I'm getting 120mph. Can someone check that?

yea, Chrome already pointed out my ignorance to the subject lol

Just as an extension to what chromepony said -- it may be easier to see if you do it this way and break it down one step further.

Let d = vt be the distance it takes to travel to the site.
And D = VT is the distance of the return trip.

We know the total time is t + T = 2 hours (sorry for the use of lower case and capital letters, but it's a pain to type substcripts)

What are the t's in this equation? From the original distance equations they are t = d/v and T = D/V.

Just substitute them in

d/v + D/V = 2 hours

And of course the distance for each leg of the trip is the same so d = D.

Then we just arrive at chromepenny's equation after substituting in the known velocities,

d/150 + d/100 = 2 hours

Then just solve for d.

It may be a little easier to see these things if you set the two equations up separately. Plus it is a good way to practice setting up equations for applied mathematics problems -- they can get a lot more complicated and you often can't just see the ratios in your head.

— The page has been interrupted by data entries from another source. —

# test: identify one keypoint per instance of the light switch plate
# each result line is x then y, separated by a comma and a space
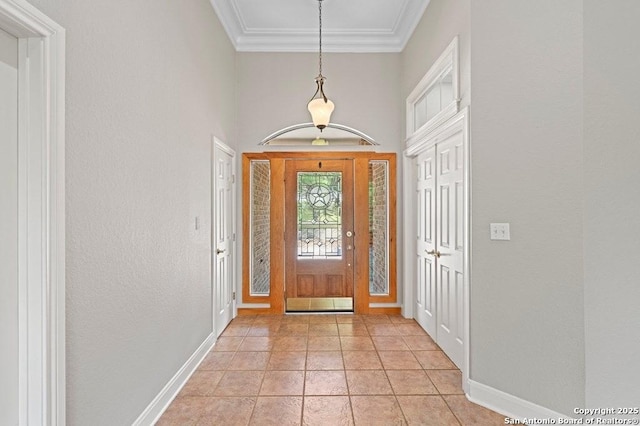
500, 231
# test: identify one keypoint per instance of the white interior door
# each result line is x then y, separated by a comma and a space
450, 246
440, 246
223, 235
9, 366
426, 209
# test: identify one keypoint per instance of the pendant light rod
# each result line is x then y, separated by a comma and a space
320, 107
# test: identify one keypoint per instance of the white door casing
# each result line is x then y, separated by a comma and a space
41, 222
9, 364
439, 162
223, 235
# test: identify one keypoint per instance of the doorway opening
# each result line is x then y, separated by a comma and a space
319, 232
319, 252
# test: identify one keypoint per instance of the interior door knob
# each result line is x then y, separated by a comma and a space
433, 252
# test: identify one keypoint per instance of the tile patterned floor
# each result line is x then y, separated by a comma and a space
325, 370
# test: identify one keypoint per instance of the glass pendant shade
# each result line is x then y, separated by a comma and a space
320, 112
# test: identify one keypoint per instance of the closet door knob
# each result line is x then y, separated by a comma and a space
434, 252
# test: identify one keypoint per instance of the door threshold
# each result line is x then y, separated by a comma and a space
319, 304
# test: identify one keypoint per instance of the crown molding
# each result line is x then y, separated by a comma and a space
345, 41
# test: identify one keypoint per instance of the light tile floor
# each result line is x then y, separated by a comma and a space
325, 370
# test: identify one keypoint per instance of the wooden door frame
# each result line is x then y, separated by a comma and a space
41, 212
274, 302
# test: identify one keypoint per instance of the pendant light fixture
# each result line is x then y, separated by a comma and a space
320, 107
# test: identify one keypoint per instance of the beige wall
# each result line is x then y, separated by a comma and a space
611, 202
527, 321
274, 89
148, 83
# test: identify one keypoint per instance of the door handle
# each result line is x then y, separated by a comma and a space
433, 252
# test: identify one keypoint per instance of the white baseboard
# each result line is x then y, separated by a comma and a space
152, 413
507, 404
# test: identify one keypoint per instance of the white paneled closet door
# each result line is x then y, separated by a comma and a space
426, 200
440, 250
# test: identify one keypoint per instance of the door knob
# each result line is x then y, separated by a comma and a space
433, 252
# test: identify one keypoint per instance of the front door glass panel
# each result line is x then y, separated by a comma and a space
319, 216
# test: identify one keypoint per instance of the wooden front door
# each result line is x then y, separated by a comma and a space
319, 258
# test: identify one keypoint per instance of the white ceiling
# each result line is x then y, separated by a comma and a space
292, 25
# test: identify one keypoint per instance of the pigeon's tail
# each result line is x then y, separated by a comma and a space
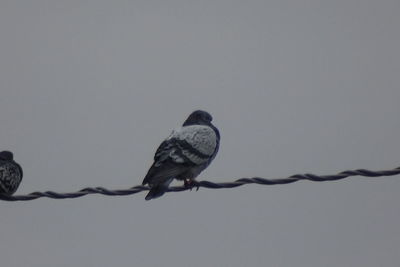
158, 190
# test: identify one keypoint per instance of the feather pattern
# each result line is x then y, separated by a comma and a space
184, 154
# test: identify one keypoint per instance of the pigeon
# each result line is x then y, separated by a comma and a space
184, 154
10, 174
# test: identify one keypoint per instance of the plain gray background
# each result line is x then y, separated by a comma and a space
89, 89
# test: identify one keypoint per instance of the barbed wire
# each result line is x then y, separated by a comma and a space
205, 184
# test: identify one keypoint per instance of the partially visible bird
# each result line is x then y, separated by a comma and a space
10, 174
184, 154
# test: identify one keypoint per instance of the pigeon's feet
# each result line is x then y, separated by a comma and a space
189, 183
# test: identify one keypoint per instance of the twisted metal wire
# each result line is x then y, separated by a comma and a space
206, 184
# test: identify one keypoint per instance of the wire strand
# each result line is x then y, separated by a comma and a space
205, 184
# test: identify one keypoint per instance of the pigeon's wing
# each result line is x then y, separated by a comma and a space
10, 177
196, 144
164, 166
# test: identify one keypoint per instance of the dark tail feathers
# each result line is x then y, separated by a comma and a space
158, 190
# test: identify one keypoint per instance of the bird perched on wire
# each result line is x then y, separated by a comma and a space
184, 154
10, 173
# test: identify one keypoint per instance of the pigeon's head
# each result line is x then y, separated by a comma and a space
198, 117
6, 155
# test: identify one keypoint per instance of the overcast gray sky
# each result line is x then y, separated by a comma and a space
89, 89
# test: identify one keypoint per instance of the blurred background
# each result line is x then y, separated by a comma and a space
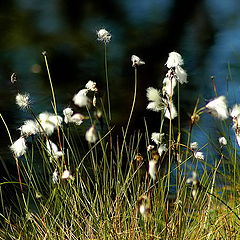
206, 33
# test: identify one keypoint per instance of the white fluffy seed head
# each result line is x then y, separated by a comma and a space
235, 112
29, 128
103, 35
91, 134
81, 99
162, 148
170, 110
174, 60
136, 61
92, 86
53, 151
168, 86
66, 174
23, 100
152, 169
194, 146
218, 108
199, 155
222, 141
19, 147
55, 176
155, 104
157, 137
181, 74
67, 112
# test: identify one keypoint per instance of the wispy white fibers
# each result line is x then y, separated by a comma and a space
81, 99
235, 114
222, 141
103, 35
19, 147
30, 127
155, 100
53, 150
23, 100
91, 134
157, 137
174, 60
136, 61
152, 169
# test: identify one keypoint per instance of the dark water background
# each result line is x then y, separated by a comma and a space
206, 33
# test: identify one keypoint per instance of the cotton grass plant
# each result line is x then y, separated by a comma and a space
75, 182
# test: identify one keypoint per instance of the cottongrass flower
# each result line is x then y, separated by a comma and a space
144, 205
170, 110
19, 147
67, 112
218, 108
195, 183
199, 155
193, 179
157, 137
168, 86
156, 103
66, 174
92, 86
49, 122
136, 61
235, 112
81, 99
53, 151
55, 176
91, 134
150, 147
161, 149
23, 100
194, 145
222, 141
77, 118
181, 74
152, 169
30, 127
103, 35
174, 60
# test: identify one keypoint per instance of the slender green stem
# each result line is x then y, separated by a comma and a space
131, 112
51, 85
107, 83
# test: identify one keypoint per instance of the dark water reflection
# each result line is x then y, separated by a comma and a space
206, 33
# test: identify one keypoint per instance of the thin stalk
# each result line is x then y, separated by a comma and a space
53, 96
50, 80
107, 83
16, 159
131, 112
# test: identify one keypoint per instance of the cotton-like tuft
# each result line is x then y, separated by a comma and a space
174, 60
19, 147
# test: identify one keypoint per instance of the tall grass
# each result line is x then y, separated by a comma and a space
109, 193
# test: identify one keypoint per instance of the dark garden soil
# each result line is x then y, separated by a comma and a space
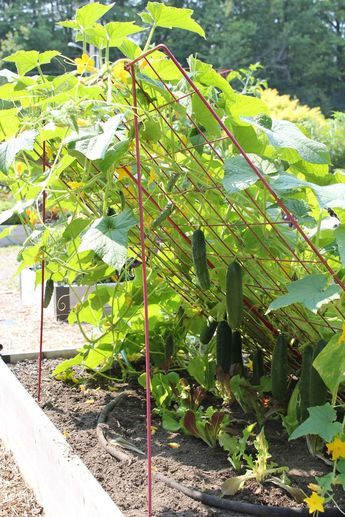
75, 411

thanks /images/graemlins/smile.gif

/images/graemlins/heart.gifStef /images/graemlins/heart.gif

Here's my possibly strange way of doing it:

d1 = d2
150*t1 = 100*t2 (t2 = 5-t1...substitute)
150*t1 = 100*(5-t1)
150*t1 = 500 - 100*t1
250*t1 = 500
t1 = 2 hr

d1 = 150*t1 = 150*2 = 300 mi

d2 is the same, so total distance is 600 mi

(just to check...d2 = 100*(5-2) = 100*3 = 300 mi)